Although the current meta-analysis did not demonstrate a correlation between the use of perioperative intravenous ketamine and the risk of PONV, another meta-analysis of 130 studies with 8341 participants undergoing different operations reported a small but significant association between intravenous ketamine and a reduction in risk of PONV compared to that in the placebo group [52]. Despite the lack of numerical data to examine evidence linking ketamine use to the incidence of psychotomimetic adverse events, relevant descriptions available in six out of the nine included studies did not report a significant association between low-dose ketamine use and hallucinations (supplement table 2). Therefore, our findings were consistent with those of a recent meta-analysis that showed no significant correlation between the administration of ketamine and an increased risk of PONV and psychotomimetic adverse events [27]. Nevertheless, because of the limited number of trials analyzed in the present meta-analysis, further studies are needed to support our findings.

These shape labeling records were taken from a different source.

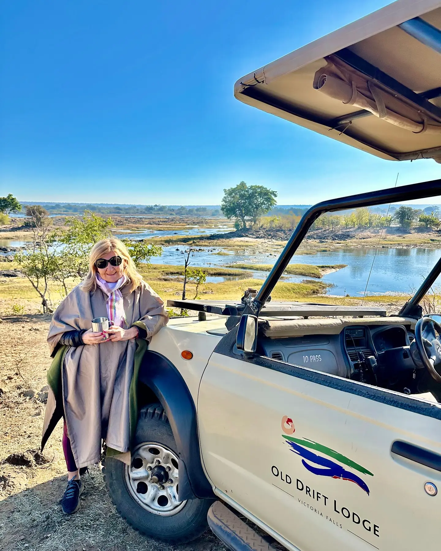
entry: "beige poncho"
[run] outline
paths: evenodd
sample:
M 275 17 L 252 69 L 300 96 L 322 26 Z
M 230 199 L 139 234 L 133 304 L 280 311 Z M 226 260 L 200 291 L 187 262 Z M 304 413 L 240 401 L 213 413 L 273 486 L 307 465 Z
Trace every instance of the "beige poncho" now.
M 168 321 L 163 301 L 144 282 L 132 291 L 121 288 L 127 322 L 141 322 L 147 340 Z M 94 318 L 107 317 L 107 295 L 77 285 L 55 311 L 47 342 L 53 352 L 62 334 L 89 329 Z M 136 349 L 134 339 L 70 348 L 61 368 L 63 406 L 78 468 L 100 461 L 101 439 L 121 452 L 130 447 L 129 389 Z M 48 406 L 49 403 L 48 402 Z

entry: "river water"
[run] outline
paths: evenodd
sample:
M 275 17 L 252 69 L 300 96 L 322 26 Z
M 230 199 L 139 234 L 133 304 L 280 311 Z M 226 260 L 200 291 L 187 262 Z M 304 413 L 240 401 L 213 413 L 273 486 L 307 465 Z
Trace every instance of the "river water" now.
M 230 229 L 227 227 L 201 229 L 196 226 L 176 232 L 171 232 L 169 230 L 157 231 L 146 229 L 136 234 L 131 233 L 130 236 L 140 239 L 170 235 L 208 235 L 228 231 L 230 231 Z M 121 233 L 117 236 L 126 237 L 127 234 Z M 25 244 L 25 242 L 18 240 L 0 240 L 1 246 L 17 247 Z M 277 257 L 276 252 L 273 253 L 255 252 L 250 254 L 245 252 L 232 254 L 214 247 L 198 249 L 202 250 L 192 254 L 191 266 L 216 267 L 244 263 L 272 265 Z M 164 247 L 162 256 L 152 258 L 152 262 L 155 264 L 182 264 L 185 249 L 185 247 L 181 245 Z M 318 252 L 314 255 L 296 254 L 292 260 L 292 263 L 347 264 L 346 268 L 325 276 L 321 280 L 332 284 L 332 287 L 328 291 L 330 294 L 357 296 L 364 291 L 371 268 L 367 294 L 411 293 L 412 290 L 415 290 L 419 287 L 437 261 L 441 257 L 440 249 L 421 247 L 388 249 L 380 247 L 377 252 L 375 251 L 374 248 L 347 248 Z M 250 271 L 251 277 L 259 279 L 264 279 L 267 275 L 265 272 Z M 218 282 L 225 279 L 213 276 L 208 278 L 207 280 Z M 304 279 L 304 276 L 290 276 L 286 277 L 284 280 L 297 282 Z

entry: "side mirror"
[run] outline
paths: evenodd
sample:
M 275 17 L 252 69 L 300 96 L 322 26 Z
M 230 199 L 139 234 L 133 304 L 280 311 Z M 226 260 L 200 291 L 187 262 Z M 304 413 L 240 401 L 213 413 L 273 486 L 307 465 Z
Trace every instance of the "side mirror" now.
M 236 337 L 238 350 L 252 354 L 256 352 L 257 342 L 257 318 L 255 316 L 245 314 L 240 318 Z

There were several limitations in the current meta-analysis. First, in spite of the documented sympathomimetic (i.e., cardiovascular stimulatory) properties of ketamine [53] and the known association between obesity and cardiovascular disease [54], the present study was unable to address the safety issue regarding ketamine use. Second, heterogeneity among studies was significant (i.e., I2 > 50%) for four of the outcomes (i.e., 1-h postoperative pain score, morphine consumption within six postoperative hours, pain outcomes at postoperative 12–24 h, and morphine consumption at postoperative 16–24 h). Such heterogeneity may have resulted from variations in methodologies and clinical factors across the studies. After exclusion of the outlier study for each outcome, the degree of heterogeneity dropped below 50% without a negative impact on the outcomes, indicating heterogeneity did not significantly impact the overall results. The consistent findings supported the application our results in clinical practice. Third, despite the wide support of low-dose ketamine use in the treatment of postoperative pain from current literature, there is no consensus on the definition of “low-dose” ketamine [41, 55]. Fourth, since only short-term pain outcomes were available in the current study, investigation into the long-term effect (e.g., chronic surgical pain) of ketamine was not feasible. Fifth, outcomes regarding postoperative hyperalgesia were unavailable because not all studies provided the relevant information. Finally, the limited data in current meta-analysis warrant further studies to support our findings.

Conclusions

This meta-analytical study is the first to assess the association of perioperative ketamine use with postoperative opioid consumption and changes in pain score in patients undergoing bariatric surgeries. The results demonstrated a correlation between perioperative ketamine use and a significantly lower opioid consumption within postoperative 6 h and a reduced pain score within 1 h after surgery compared to those in the control group. Nevertheless, ketamine use had no impact on postoperative morphine consumption at 16–24 h, pain score at 12–24 h, and the risk of postoperative nausea/vomiting. The limited number of trials included in the present investigation warrants further large-scale studies to validate our findings.